Mit Bescheid vom 16.10.2009 lehnte die Antragsgegnerin den Antrag der Antragstellerin unter Bezugnahme auf § 7 Abs. 5 und Abs. 6 SGB II ab. Den dagegen eingelegten Widerspruch vom 23.10.2009 wies die Antragsgegnerin mit Widerspruchsbescheid vom 04.11.2009 als unbegründet zurück.

Am 26.11.2009 hat die Antragstellerin beim Sozialgericht Leipzig dagegen Klage erhoben (S 18 AS 4100/09) und gleichzeitig die Gewährung einstweiligen Rechtsschutzes beantragt.
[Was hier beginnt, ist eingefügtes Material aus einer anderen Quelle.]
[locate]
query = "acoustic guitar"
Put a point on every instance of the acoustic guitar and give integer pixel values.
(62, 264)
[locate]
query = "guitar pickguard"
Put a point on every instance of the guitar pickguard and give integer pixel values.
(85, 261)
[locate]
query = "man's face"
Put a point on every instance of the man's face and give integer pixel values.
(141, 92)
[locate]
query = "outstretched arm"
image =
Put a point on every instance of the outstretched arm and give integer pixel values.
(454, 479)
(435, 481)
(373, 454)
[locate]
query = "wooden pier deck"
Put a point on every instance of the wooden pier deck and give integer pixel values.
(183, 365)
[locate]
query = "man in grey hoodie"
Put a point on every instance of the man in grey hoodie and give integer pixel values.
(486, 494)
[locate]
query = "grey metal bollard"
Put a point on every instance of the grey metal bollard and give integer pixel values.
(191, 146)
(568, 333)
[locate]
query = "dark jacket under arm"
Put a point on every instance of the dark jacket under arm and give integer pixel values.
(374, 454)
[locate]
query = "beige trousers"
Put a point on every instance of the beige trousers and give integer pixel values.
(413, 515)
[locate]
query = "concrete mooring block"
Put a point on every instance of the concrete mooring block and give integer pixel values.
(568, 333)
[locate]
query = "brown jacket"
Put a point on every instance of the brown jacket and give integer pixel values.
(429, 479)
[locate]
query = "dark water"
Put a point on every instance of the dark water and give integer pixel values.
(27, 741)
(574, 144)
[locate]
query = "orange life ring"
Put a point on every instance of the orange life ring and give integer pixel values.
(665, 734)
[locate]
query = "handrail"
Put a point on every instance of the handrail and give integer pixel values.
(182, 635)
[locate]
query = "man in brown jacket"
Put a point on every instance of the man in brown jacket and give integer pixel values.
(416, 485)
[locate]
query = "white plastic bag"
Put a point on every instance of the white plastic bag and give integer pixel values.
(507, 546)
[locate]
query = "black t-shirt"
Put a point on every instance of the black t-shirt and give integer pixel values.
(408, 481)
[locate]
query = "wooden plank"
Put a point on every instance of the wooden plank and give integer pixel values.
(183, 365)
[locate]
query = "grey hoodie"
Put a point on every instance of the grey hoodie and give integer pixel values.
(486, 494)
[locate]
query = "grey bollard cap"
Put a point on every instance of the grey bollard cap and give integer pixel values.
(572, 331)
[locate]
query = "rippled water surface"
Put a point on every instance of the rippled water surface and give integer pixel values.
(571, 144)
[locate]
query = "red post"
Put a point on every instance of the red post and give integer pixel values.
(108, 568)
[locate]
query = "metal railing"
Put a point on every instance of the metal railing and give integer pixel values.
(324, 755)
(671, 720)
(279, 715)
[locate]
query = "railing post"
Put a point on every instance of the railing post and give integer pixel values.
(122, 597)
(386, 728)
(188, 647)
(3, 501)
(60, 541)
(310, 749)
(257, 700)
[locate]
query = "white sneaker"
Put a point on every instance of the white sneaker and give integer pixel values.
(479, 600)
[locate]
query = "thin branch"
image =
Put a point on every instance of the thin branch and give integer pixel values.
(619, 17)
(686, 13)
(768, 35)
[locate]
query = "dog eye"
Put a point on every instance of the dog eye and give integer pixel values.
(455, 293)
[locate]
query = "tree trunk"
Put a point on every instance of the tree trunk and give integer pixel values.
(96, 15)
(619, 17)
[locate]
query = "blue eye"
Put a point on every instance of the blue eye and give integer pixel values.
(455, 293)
Im gerichtlichen Verfahren hat die Antragstellerin den Bescheid der HGB vom 05.08.2009 vorgelegt, mit dem sie für das Wintersemester 2009/2010 vom Studium beurlaubt wurde. Die Entscheidung ergehe unter der Auflage, einen Nachweis über die studienbegleitende praktische Tätigkeit bis spätestens 15.09.2009 nachzureichen. Nach § 19 Abs. 1 Nr. 3 Immatrikulationsordnung der HGB könne ein Student auf Antrag insbesondere für eine dem Studienziel dienende praktische Tätigkeit beurlaubt werden. Eine Bestätigung, wonach sie das Pflichtpraktikum gemäß Studienordnung bereits absolviert habe, liege vor. Die Antragstellerin hat ferner eidesstattlich versichert, dass sie bisher ihr Studium durch Unterhaltsleistungen und Erwerbstätigkeit finanziert habe. Das Praktikum habe sie bereits am 01.04.2009 begonnen. Während des Sommersemesters habe sie noch eine Tutorentätigkeit an der Uni ausgeübt. Das Praktikum sei so ausgestaltet gewesen, dass sie flexible Arbeitszeiten ohne feste Anwesenheitszeiten gehabt habe. Da sie momentan weder Anspruch auf Unterhaltsleistungen habe noch Sozialleistungen beziehe, sei sie zur Sicherung des Lebensunterhalts dringend auf die beantragte Leistung nach dem SGB II angewiesen. Ihre Eltern unterstützten sie lediglich mit 150,00 EUR monatlich. Darüber hinaus seien Darlehen oder finanzielle Unterstützung durch Dritte nicht möglich.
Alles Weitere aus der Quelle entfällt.